- From left to right: Alexander Leonenko, Sofia Rotaru, Anatoliy Evdokimenko

Background information
- Origin: Chernivtsi, Ukraine/USSR
- Genres: Pop, Europop, Euro disco, folk
- Years active: 1971—1990
- Labels: Melodiya (USSR) Krugozor (USSR) Sony BMG Music Entertainment (Germany)
- Past members: Sofia Rotaru Anatoliy Evdokimenko Alexander Leonenko Valeriy Lyakhov

= Chervona Ruta (ensemble) =

Ukrainian music group

Chervona Ruta (Червона рута) was a Ukrainian music group that performed between 1971 and 1990. Chervona Ruta group was created in 1971 by Anatoliy Evdokimenko with the Chernivtsi Philharmonic specially for the accompaniment of Sofia Rotaru. The founding members of the group were part of the pop orchestra of the Chernivtsi University.

For a long time, outside performances of the group by itself at occasional tours, Chervona Ruta was overshadowed by the People's Artist of Ukraine, People's Artist of Moldova, People's Artist of USSR − Sofia Rotaru. After Sofia Rotaru, other widely popular artists as Arkadiy Khoralov and Meritorious Artist of Moldova Anastasia Lazariuc started their career with Chervona Ruta. In 1981, the band was awarded Grand-Prix for the high artistic level of performance at the singers' competition in Yalta.

The soloist of the band, Sofia Rotaru, became the laureate of the IXth World Festival of Youth and Students in 1971. In the same year the band was cast with Sofia Rotaru in the movie called "Chervona Ruta" and in 1975 - in Pesnya vsegda s nami.

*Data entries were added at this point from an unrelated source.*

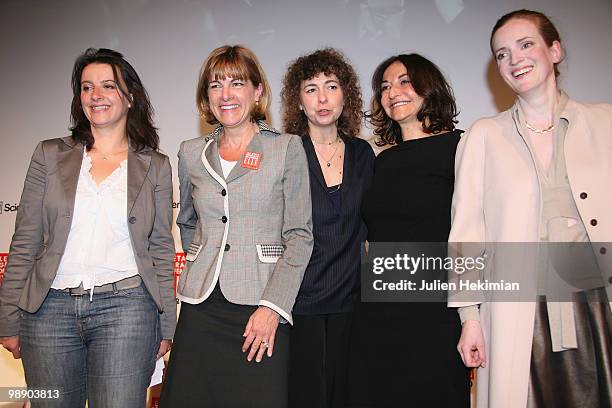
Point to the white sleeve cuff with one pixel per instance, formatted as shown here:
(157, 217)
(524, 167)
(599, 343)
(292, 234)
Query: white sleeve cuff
(285, 317)
(469, 313)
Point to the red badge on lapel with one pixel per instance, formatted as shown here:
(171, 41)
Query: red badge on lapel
(251, 160)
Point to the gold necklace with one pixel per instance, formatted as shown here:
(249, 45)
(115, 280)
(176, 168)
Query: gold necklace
(320, 155)
(540, 131)
(107, 156)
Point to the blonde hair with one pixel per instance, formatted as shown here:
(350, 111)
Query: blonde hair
(236, 62)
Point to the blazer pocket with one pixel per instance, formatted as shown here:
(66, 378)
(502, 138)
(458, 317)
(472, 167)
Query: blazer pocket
(193, 251)
(41, 252)
(269, 253)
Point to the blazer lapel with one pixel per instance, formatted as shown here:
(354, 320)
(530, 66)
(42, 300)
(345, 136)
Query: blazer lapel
(313, 163)
(69, 164)
(239, 171)
(138, 167)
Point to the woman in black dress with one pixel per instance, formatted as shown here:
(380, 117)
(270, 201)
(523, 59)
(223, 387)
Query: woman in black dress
(322, 102)
(404, 353)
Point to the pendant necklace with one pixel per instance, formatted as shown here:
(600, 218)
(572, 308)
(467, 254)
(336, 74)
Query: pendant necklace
(328, 161)
(540, 131)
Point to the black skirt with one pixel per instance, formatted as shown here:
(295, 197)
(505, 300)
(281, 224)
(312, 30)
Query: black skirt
(579, 377)
(207, 367)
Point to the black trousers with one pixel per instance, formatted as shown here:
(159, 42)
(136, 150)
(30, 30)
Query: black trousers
(207, 367)
(318, 362)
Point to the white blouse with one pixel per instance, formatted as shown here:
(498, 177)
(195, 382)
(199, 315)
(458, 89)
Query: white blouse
(99, 249)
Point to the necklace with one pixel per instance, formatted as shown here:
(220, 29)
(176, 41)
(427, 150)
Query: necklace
(328, 161)
(107, 156)
(540, 131)
(324, 143)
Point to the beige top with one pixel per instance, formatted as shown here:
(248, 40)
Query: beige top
(560, 220)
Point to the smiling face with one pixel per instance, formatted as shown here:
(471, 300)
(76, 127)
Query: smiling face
(231, 100)
(322, 100)
(398, 98)
(104, 105)
(524, 60)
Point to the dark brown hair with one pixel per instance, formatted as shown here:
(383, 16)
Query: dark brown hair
(327, 61)
(438, 111)
(545, 27)
(236, 62)
(140, 129)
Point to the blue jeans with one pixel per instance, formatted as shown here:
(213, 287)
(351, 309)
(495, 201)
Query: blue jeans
(103, 351)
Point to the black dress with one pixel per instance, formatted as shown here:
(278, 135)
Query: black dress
(404, 354)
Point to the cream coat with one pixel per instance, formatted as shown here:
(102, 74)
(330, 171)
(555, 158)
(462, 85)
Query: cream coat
(497, 199)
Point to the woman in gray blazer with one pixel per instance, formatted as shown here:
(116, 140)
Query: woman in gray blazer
(246, 227)
(87, 298)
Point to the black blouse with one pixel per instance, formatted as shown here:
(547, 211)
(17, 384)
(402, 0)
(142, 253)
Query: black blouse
(331, 280)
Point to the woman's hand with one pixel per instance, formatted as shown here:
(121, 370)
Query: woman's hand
(260, 332)
(164, 347)
(471, 345)
(12, 345)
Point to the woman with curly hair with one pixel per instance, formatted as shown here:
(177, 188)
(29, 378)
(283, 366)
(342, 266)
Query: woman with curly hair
(322, 103)
(408, 349)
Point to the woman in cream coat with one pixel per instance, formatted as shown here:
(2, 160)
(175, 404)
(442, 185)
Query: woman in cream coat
(499, 198)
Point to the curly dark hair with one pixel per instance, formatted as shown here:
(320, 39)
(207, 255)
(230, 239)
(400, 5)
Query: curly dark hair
(140, 130)
(438, 112)
(327, 61)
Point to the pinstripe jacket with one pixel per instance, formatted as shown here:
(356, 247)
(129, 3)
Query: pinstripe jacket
(251, 231)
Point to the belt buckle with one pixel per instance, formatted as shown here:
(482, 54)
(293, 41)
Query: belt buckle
(73, 291)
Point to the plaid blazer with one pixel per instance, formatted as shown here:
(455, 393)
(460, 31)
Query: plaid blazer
(251, 231)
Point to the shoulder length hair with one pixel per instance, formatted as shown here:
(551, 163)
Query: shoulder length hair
(325, 61)
(438, 112)
(140, 130)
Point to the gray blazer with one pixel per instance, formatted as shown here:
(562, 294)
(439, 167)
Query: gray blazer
(252, 232)
(44, 218)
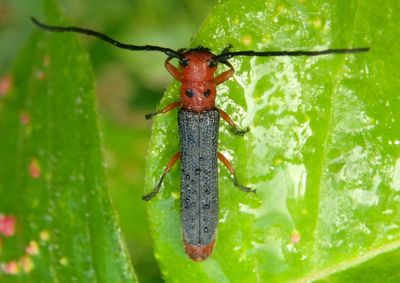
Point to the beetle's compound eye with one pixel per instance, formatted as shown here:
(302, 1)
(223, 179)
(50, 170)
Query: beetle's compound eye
(184, 62)
(189, 92)
(212, 63)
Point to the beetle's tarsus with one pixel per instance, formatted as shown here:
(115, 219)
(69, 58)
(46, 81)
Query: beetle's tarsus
(154, 192)
(239, 132)
(241, 187)
(149, 116)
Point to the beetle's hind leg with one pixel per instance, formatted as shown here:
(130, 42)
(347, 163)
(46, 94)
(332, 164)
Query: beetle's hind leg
(166, 170)
(229, 166)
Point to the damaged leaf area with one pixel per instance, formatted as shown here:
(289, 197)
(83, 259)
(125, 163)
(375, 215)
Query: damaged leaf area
(322, 151)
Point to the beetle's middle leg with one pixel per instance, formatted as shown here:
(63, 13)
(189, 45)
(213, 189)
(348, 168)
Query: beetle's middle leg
(229, 166)
(228, 119)
(166, 170)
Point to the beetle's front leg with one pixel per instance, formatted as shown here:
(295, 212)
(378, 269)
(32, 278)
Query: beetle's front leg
(235, 129)
(164, 110)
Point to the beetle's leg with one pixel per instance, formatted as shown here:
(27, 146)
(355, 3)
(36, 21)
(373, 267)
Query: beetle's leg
(235, 129)
(164, 110)
(172, 69)
(228, 165)
(227, 48)
(166, 170)
(224, 75)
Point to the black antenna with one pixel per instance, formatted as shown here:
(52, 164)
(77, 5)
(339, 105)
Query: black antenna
(169, 52)
(227, 55)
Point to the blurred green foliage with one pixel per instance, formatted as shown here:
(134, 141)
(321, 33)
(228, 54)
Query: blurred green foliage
(128, 86)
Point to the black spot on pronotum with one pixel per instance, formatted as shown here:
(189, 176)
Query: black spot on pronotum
(212, 63)
(189, 92)
(184, 62)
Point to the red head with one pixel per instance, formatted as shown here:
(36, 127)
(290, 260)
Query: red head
(197, 69)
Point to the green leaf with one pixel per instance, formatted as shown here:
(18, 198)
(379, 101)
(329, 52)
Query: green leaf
(322, 151)
(51, 176)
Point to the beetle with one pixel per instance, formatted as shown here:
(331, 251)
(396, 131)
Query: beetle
(198, 120)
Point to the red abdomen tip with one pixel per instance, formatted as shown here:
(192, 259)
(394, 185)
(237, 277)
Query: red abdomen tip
(199, 253)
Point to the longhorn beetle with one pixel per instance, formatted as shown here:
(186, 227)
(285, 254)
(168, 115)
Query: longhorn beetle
(198, 120)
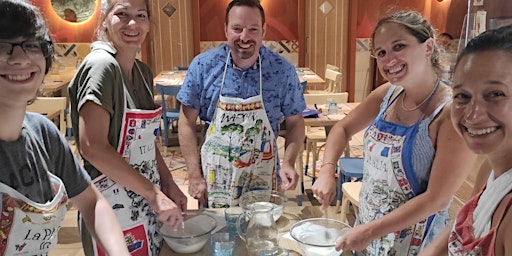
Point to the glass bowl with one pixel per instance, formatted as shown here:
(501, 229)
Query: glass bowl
(317, 237)
(277, 199)
(192, 236)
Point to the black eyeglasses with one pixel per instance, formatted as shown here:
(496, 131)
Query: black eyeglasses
(30, 47)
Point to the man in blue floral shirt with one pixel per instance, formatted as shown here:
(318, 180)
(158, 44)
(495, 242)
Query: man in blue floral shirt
(243, 91)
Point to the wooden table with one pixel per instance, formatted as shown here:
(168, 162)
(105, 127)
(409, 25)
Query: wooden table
(306, 74)
(291, 215)
(327, 120)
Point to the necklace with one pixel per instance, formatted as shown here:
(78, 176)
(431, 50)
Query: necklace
(422, 103)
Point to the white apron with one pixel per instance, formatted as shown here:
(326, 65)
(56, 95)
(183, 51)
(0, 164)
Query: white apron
(389, 182)
(137, 146)
(28, 227)
(238, 154)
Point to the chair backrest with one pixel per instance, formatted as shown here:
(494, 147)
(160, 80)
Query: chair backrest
(332, 78)
(49, 105)
(332, 67)
(168, 90)
(321, 98)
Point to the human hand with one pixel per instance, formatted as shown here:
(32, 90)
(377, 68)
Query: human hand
(174, 192)
(289, 177)
(166, 210)
(324, 188)
(197, 188)
(356, 238)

The band has wide fan communities both in the former USSR and abroad internationally. Successful tours took place with participation of Sofia Rotaru in Bulgaria, Czechoslovakia, Hungary, Poland, GDR, Finland, West Berlin. Polish theatre critic observer Andrzej Wołczkowski wrote:

Rotaru was the windfall for the pop music scene of any country. The charm and talent of Sofia do not bring any doubt. With a powerful voice of great compass, she conquers with her sincerity, lyricism and dramatism. We were leaving the concert hall unwillingly. We wanted Sofia to present us one more song or to perform for bis "Chervona Ruta" of Ivasyuk, or the fiery Ioane, or L'immensità of Backy.